Présent en coupe du monde depuis 2018, le Roumain n’a jamais figuré parmi les outsiders crédibles. En collectif, son meilleur souvenir demeure une 8e place en relais aux championnats du monde 2023 à Oberhof (Allemagne), l’un des rares résultats marquants du biathlon roumain au plus haut niveau. En individuel, les classements restent modestes, à l’image d’une 82e place à Östersund en décembre 2025.
Le chemin de Raul Antonio Flore débute à l’école primaire, lorsqu’un camarade lui parle du biathlon. La curiosité devient vocation. À 13 ans, il chausse ses premiers skis, séduit par un sport exigeant, mêlant endurance, précision et discipline.

Aujourd’hui âgé de 29 ans, il représente la Roumanie aux Jeux olympiques de Milan-Cortina, aux côtés de Marian Coltea, George Buta et Dmitrii Shamaev, au terme d’années de travail discret.
Originaire de Brasov (Roumanie), le biathlète partage sa préparation estivale entre son domicile et les sites de Predeal — berceau historique du ski nordique et du biathlon dans le pays – et de Cheile Gradistei – situé dans le massif des Carpates, entre Moieciu et Fundata, à plus de 1 300 mètres d’altitude –, privilégiant une organisation rigoureuse. « M’entraîner chez moi me permet de mieux gérer l’alimentation et la récupération », expliquait-il récemment à TVRInfo.

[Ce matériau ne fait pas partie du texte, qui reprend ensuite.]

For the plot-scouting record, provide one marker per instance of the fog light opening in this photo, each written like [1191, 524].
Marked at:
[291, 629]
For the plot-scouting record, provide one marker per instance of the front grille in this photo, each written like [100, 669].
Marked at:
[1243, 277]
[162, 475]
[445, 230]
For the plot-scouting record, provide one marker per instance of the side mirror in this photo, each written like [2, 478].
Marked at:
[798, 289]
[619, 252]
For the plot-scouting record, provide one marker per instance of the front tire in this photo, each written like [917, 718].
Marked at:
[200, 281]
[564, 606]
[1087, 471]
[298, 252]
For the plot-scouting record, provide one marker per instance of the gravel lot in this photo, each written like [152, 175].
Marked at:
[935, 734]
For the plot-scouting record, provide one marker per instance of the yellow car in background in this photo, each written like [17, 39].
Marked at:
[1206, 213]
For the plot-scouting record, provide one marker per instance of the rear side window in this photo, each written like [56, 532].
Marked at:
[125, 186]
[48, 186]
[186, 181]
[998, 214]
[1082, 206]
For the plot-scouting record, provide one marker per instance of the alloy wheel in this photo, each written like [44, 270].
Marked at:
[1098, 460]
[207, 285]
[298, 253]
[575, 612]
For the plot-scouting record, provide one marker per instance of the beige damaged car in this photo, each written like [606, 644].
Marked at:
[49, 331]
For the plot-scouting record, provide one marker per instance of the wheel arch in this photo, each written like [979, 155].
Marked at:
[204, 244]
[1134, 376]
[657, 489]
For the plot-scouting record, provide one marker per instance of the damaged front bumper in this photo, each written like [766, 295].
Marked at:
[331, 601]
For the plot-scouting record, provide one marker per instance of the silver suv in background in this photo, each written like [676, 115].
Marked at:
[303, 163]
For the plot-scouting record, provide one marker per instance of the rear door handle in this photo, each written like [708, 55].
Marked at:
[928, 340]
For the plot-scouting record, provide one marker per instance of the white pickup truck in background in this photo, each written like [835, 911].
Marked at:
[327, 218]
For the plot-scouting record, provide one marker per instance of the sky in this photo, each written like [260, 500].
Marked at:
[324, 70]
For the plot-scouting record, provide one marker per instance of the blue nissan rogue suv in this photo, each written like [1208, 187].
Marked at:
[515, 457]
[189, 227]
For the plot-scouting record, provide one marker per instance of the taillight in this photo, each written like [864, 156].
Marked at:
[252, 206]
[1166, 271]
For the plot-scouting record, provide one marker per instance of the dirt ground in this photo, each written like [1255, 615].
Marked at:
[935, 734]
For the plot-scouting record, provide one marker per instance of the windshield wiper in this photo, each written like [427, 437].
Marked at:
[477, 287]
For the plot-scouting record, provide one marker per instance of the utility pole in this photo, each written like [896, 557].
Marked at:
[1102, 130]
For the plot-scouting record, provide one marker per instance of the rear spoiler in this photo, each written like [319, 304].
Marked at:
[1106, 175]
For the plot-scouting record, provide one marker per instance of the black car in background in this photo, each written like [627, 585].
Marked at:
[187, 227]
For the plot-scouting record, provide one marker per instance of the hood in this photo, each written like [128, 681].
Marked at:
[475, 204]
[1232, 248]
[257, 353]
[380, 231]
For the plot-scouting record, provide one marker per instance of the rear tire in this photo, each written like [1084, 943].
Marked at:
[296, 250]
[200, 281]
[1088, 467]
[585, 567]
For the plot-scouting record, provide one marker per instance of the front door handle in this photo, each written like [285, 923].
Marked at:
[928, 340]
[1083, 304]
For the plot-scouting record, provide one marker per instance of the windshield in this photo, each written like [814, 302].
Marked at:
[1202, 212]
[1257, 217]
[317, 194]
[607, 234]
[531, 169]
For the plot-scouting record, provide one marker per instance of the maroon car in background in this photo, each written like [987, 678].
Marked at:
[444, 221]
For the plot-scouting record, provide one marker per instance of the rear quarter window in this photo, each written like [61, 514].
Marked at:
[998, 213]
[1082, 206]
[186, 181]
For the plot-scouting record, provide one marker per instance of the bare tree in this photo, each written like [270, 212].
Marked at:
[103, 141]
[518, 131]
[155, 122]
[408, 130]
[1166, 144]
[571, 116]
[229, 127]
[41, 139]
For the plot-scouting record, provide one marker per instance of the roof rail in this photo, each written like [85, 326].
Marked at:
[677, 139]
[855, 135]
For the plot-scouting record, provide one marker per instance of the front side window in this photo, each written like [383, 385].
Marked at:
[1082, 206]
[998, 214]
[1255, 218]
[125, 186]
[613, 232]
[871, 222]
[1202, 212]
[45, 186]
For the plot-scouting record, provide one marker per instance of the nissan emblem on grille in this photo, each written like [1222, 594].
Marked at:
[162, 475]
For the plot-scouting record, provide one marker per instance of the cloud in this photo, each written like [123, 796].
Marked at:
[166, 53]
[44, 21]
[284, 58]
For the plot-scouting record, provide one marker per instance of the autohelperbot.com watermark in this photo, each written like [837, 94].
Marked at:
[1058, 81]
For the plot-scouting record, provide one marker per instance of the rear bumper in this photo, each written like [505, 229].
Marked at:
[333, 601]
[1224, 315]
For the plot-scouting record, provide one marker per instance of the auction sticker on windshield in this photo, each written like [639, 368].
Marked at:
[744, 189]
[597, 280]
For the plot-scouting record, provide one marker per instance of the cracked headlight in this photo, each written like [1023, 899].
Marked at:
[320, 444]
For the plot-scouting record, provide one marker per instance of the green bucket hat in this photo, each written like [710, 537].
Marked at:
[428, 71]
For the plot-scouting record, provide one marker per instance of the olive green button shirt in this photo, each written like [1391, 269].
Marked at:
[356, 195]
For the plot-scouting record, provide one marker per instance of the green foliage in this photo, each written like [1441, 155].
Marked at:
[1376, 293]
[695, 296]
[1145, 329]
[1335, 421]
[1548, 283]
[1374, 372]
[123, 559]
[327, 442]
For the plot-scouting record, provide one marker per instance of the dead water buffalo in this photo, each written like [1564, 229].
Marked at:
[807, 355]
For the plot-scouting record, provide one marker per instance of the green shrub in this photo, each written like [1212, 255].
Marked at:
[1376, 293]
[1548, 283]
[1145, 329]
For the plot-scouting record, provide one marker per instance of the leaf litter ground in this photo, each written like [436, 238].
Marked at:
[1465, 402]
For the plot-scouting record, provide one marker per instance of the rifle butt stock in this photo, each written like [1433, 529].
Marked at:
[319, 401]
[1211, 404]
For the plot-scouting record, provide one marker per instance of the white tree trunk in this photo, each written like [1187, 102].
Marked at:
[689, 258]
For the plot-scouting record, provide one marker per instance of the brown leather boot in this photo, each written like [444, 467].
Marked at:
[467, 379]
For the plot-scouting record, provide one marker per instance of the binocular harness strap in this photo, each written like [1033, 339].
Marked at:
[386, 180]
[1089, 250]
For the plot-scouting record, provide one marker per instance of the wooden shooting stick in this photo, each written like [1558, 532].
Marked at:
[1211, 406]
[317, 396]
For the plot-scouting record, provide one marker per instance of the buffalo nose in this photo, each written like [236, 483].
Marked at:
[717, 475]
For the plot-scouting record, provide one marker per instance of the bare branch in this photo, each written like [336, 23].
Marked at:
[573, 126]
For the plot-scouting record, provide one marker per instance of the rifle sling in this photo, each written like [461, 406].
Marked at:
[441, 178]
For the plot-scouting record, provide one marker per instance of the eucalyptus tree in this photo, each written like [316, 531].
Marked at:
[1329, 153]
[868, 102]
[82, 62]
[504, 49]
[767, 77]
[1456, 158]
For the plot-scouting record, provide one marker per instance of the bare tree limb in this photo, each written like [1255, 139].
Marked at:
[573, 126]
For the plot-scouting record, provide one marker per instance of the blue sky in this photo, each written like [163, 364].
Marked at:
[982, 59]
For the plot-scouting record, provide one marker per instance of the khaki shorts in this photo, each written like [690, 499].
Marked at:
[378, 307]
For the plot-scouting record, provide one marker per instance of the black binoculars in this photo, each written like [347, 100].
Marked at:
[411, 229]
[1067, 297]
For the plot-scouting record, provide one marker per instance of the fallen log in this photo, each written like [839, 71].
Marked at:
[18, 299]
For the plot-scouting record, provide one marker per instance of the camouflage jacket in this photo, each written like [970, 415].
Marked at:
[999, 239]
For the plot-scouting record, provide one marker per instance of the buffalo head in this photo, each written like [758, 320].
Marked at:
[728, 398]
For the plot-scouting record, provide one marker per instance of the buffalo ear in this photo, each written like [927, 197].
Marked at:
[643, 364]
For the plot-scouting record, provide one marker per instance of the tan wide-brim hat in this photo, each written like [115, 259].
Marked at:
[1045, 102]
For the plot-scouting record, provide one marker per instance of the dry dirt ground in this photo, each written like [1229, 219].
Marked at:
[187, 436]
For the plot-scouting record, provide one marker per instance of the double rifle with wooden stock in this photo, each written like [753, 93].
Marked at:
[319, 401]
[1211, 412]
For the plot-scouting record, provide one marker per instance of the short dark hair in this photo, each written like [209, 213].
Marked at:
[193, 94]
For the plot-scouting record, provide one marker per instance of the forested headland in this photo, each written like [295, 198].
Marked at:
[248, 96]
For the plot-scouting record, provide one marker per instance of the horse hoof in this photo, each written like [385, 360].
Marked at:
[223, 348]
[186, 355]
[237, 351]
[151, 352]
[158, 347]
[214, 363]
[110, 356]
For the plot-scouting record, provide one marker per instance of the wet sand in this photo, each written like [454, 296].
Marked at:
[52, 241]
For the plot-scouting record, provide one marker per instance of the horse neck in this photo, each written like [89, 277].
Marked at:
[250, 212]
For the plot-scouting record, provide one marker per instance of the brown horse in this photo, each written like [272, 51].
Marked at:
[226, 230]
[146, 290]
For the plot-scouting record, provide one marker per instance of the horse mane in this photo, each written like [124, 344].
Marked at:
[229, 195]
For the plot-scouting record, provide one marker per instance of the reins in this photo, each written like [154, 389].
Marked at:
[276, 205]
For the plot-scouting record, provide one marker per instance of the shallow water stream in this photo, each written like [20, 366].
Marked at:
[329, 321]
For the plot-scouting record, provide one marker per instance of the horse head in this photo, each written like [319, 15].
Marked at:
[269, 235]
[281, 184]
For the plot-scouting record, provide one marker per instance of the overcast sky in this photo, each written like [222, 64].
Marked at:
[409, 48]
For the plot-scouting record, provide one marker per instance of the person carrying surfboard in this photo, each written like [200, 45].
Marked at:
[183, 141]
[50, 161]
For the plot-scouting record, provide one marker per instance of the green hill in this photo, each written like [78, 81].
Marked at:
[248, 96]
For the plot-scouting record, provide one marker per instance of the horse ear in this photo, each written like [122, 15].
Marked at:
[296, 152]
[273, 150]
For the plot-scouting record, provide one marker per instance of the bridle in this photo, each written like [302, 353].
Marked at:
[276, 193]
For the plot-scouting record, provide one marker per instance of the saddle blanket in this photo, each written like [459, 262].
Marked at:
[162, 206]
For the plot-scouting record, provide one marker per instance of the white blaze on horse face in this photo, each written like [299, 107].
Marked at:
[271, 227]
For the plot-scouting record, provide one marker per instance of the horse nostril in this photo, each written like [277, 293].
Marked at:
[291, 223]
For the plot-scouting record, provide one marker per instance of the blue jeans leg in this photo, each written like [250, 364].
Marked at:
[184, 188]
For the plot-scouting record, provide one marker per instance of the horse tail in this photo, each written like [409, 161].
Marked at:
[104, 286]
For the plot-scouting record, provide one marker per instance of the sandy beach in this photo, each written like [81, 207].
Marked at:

Ses journées suivent une mécanique immuable : plusieurs heures d’entraînement le matin, repos, puis une seconde séance en fin d’après-midi. Une discipline quotidienne, nécessaire dans un sport où la moindre défaillance se paie immédiatement.
Au-delà de l’effort physique, l’épreuve est aussi mentale. Absent de chez lui plusieurs mois par an, Raul Antonio Flore sait ce qu’il doit au soutien de ses proches. « Sans ma femme et mes parents, ce serait impossible », confie-t-il. Même loin des podiums, sa présence aux Jeux raconte une autre réalité du biathlon, faite de persévérance et de silence.